Thursday, October 22

A Storied Tradition

Random Memorandum™ to the legion of storytelling giants in the business formerly known as Advertising, which is to say, Content Marketing: Stories are unique to human beings and have been passed down since prehistoric times, when citizen artisans self-published memoirs on the stone walls of their modest cave bungalows. In the Internet era, as I understand it, the "stories" people want to cuddle up with and read in a comfortable chair are the ones you tell on behalf of the soapy suds or sodie pop companies who pay you to tell them. You are no hawker of wares, however; no mere copywriter of tiresome features and benefits. You are a yarn-spinner nonpareil! A bonafide, business card-carrying "Teller Of Tall Tales™" in the tradition of the greats.

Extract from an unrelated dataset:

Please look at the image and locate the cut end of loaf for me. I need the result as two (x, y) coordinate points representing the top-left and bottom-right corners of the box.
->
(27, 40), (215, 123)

Consider this brief list whose ranks you join and in some cases supersede: William Shakespeare was a storyteller. Charles Dickens was a storyteller. Jane Austen was a storyteller. The Bronte triplets were storytellers. William Faulkner was a bloody storyteller. Mark Twain was a muddy storyteller. F. Scott Fitzgerald, DHL® Lawrence and Earnest Hemingway were storytellers. Joseph Conrad and Patrick Conroy were storytellers. Kirk Vonnegut, Virginia Woolf and Thomas "Tom" Wolfe were all storytellers. Who else? Agatha Christie and Harper Lee Childs were storytellers. Edgar Alan Poe, Brahm Stoker and Mary Shelley were storytellers. Leo Tolstoy and that Solzhenitsyn prisoner fellow were both storytellers. Some Guy named de Maupassant was a storyteller. Celebrated candymaker O. Henry set the chocolatine nougat bar high for his storyteller endeavors, as did Henry James, James Baldwin and Alex Haley. Epic, dream-weaving storytellers, all! So raise your head and pen high, sir or madam! Spiller of ink, tugger of purse-if-not-heart-strings and generator of colorful, carefully vetted brand content! You are a storyteller. A scene-setting, character-counting Citizen Storyteller™! It says so right there on your SlinkedIn™ page!